TRAIN WHISTLE
Train whistle then the rush of surf
from its wheels on the track
as if it were hauling an ocean
somewhere.
Grafitti from North Carolina on tour,
one long art gallery
spray bombed by underground American
artists
on its boxcars and tankers. When I
stopped at the crossbars,
driving cab, I always wished I could
publish
a poem like that, one line coupled to
another
as if our metaphors were holding hands
at a barn dance.
Then on to pick up the next fare as if
you were cruising
the red light district for a working
girl who called
without a return address, mind-reading
doorways in distress
as if you were ambiguously oracular
about where you were going.
More sedentary now, the crackheads
trust me less
about where I dropped them off and
picked them up
than they used to when they knew I had
taken
an unspoken street vow of silence like
a vehicular priest
who confessed everybody for their
indefensible humanity,
on his way to somewhere else that was
seldom paradise
with its feet on the ground like a
corporate pharmaceutical
wallowing in its own starmud as if
someone
had just thrown the shepherd moons of
its pearls
before real swine, sometimes, who
blackened the reputation
of the death mask they wore as if Zorro
were a dealer
fencing with the delusions of Don
Quixote tilting at windmills
he mistook for prayer wheels. You don’t
know whether
to be mad or sad, or just as bad as the
fools that milk
the wrong fang of the snake they’re
buying the antidote from.
There’s more loneliness in moving
than there is in sitting still.
This road of ghosts is dotted with
tasteless pit stops
like a starmap with nuclear,
attention-getting
big city magnitudes of light on all
night outblazing the stars
like a ferryman on a graveyard shift
who’s trying
to stay awake in the wheelhouse by the
pilot light he’s been given to go by.
Coffee and cigarettes please, in the
snowblind glare
of a lap top that’s got a long, hard
drive ahead of it
I play like a keyboard on its knees
that’s got
no idea of how to get there from here
before it invariably does
through a labyrinth of cul de sacs and
train crossings
that don’t attract as many Sufis as
they used to
when I was dancing my way deeper into
my homelessness
for shelter against the white noise
life was humming to me
as I watched the deaf grooving like
water snakes to flute-music.
Now I take long, dark walks along the
Tay River
where I’m least likely to meet anyone
coming my way
as I watch the stars flicker in the
river like lures
on the fishing hook of the moon trying
to catch the big one
like the legend on a starmap it never
fails to throw back
into the sea of tranquillity its
awareness jumped from
like a northern pike that arises from
the bottom up
like a covert insight into the nature
of life eyeing
what’s inspired it to strike like the
imagination of a madman
caught a moment in his own highbeams
like the ghost
of a white-tailed buck leaping out of
the headlights
like enlightenment with no intention of
adding itself
to the pageant of roadkill along the
back roads
of the shadows of lost sheep in the
shepherdless valleys of death.
See how I wrote that like a train
passing through town
in the dead of the night like a found
poem
I’ve spliced together like the
neurons of railroad lines
from all over North America like
delinquents with winged heels
rising like waterbirds from a million
weak threads
of a river system bound into the strong
rope of a spinal cord
you can climb up to heaven on like a
fuse or the lifelines
rooted in the palm of your hand like a
crosswalk beginning to flower
with zodiacal traffic signs because the
mindstream flows
horizontally onward like an egalitarian
that will come to harmony progressively
like water seeking its own equilibrium
from the same sea of awareness,
each at the level of the thresholds
they’ve crossed
like a sword dance with a waterclock
that’s always on time
as if it were running on sundials with
alarmist hour hands.
Bad dream grammar, perhaps.
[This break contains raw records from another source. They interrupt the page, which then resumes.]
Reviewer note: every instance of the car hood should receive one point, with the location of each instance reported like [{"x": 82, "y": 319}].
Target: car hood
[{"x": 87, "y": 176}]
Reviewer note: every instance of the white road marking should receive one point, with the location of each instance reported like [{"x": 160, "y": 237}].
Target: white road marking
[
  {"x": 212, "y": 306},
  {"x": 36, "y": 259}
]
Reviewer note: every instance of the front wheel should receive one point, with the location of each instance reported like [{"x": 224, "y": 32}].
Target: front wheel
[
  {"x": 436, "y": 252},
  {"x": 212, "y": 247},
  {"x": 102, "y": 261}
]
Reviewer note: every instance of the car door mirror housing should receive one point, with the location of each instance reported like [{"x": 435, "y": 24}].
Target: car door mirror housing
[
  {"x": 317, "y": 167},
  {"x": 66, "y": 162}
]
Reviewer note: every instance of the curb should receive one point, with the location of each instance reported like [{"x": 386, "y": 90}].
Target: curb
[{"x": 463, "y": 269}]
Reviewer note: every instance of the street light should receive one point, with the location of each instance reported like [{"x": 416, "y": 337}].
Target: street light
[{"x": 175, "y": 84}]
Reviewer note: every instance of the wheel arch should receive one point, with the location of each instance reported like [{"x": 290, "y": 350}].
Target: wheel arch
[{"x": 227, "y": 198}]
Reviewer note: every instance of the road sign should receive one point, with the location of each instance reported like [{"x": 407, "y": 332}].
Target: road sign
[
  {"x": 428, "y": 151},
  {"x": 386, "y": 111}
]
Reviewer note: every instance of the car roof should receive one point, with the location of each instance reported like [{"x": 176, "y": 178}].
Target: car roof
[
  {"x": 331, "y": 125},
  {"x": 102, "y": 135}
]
But I bet
there’s
a poet-cabdriver in North Carolina with
the same
mad picture music in his heart who
understands perfectly
the denaturing of creative humanity
from his art
isn’t a short cut to that right side
of the tracks no one’s ever
been reincarnated on like the side of a
bone box
that didn’t express itself
demonically like an exorcism
blessing the empty hearses of dead air
in the freight cars
with nothing written on them as if some
nihilistic orthodoxy
had freshly painted over the hunting
magic
of artistic Neanderthals scarred
indelibly
by shamanistic spit paintings of genius
with blood
like red ochre and night like soot in
the mouths
of their lanterns waiting for the
lights to change
from the false dawns of fake songbirds
in the sun
to the mystic moonrise in the occult
guild halls
of howling bush wolves
contemporaneously
packing in the dark like the solos of
nightbirds
echoing across the lake like the
longing
of an unanswerable response to the
sublimity of why
we must live, love, desire and die as
we do, written on the fly
like the linear A of inchoate thought
trains of subversive water and fire,
hissing like spray bombs of scalded
metal whenever we come to a full stop.